Le soir même, je reçois un SMS totalement enjoué de mon nouvel opérateur:

- Bienvenue chez nous ! On est tellement contents que vous nous ayez choisi! Votre ligne sera opérationnelle au plus tard le 6 mars. Vous allez voir, ça va être super! A bientôt, bisous bisous!

Et, deux minutes plus tard, je reçois un autre SMS de mon ancien opérateur, sur un ton un chouïa différent:

- Alors comme ça, tu nous quittes? Après tout ce qu'on a fait pour toi? C'est bon, on a compris. Merci de nous tenir au courant, hein, non mais vraiment, merci. Okay, sale traîtresse, voilà comment ça va se passer : tu peux nous envoyer la box par recommandé (on a pas envie de voir ta sale tête de toute manière) et de notre côté, on va brûler ta photo et oublier ton visage. ADIEU. 

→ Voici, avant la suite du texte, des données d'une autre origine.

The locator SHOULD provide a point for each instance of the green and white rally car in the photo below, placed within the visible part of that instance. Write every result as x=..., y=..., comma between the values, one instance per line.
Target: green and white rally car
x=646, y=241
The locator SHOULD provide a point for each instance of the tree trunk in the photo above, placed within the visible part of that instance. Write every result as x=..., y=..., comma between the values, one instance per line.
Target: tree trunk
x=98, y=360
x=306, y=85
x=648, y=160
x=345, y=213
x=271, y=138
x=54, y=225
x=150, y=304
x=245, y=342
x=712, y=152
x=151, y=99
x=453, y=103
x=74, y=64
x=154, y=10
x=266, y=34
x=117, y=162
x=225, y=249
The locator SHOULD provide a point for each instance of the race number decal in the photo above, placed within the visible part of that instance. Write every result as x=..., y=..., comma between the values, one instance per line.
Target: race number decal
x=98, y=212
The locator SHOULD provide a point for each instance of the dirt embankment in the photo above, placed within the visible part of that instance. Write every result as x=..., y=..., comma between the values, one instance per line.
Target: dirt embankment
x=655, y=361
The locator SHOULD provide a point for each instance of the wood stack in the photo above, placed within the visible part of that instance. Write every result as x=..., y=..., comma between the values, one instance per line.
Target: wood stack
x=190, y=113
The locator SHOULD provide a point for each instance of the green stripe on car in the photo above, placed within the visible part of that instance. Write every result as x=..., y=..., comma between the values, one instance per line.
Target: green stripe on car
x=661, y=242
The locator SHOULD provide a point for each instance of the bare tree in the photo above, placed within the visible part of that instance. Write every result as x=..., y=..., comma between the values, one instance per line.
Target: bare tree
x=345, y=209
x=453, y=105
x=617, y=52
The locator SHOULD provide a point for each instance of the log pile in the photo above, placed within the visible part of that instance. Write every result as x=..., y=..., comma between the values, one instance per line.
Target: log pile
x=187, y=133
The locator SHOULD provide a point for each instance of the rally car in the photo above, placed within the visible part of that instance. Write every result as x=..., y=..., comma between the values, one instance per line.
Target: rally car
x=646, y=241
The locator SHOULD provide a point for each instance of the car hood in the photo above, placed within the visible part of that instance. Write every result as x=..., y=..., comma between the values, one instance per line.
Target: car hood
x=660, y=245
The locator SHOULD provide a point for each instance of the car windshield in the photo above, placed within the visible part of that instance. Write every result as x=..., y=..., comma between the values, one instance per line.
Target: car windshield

(Le plus marrant est qu'ils ont fait suivre le SMS de rupture par un SMS d'évaluation de leur services, ce qui était un peu l'équivalent d'un ex qui te rappelle deux minutes après t'avoir dit adieu pour toujours pour te crier "DIS-MOI CE QUI N'ALLAIT PAS, JE PEUX CHANGER, NE ME QUITTE PAS, IL FAUT OUBLIER, TOUT PEUT S'OUBLIER".)

Et, comme après une vraie rupture, il semblerait que mon ancien opérateur soit devenu amer et qu'il essaye de se venger comme il peut, parce que le lendemain, j'avais plus d'Internet.

S'en sont suivies une bonne heure au téléphone avec les deux opérateurs, tout ça pour tenir les deux conversations suivantes:

- Oui bonjour, j'ai plus Internet.
- Ah c'est pas nous! Ça doit être votre nouvel opérateur qui a écrasé la ligne.

- Oui bonjour, j'ai plus Internet.
- Ah c'est pas nous! Ça doit être votre ancien opérateur qui a décidé de tout couper.


(Putain, vous me fatiguez déjà.)

- Et du coup, vous faites quoi de votre côté? Vous allez m'installer Internet bientôt?
- Ah ben comme on a dit, on vous connecte vers le 5 mars.
- "Au plus tard" le 5 mars, vous voulez dire?
- Ha ha oh attendez, je passe dans un tunnel.....

Donc, au lieu d'avoir un Internet merdique, j'ai désormais pas d'Internet du tout (je te poste ce message depuis la wi-fi de ma maman), et j'ai toujours pas le droit d'utiliser mon micro-ondes ou mon sèche-cheveux.

Mais je suis quand même contente parce qu'au moins, cette semaine, je peux tirer la chasse.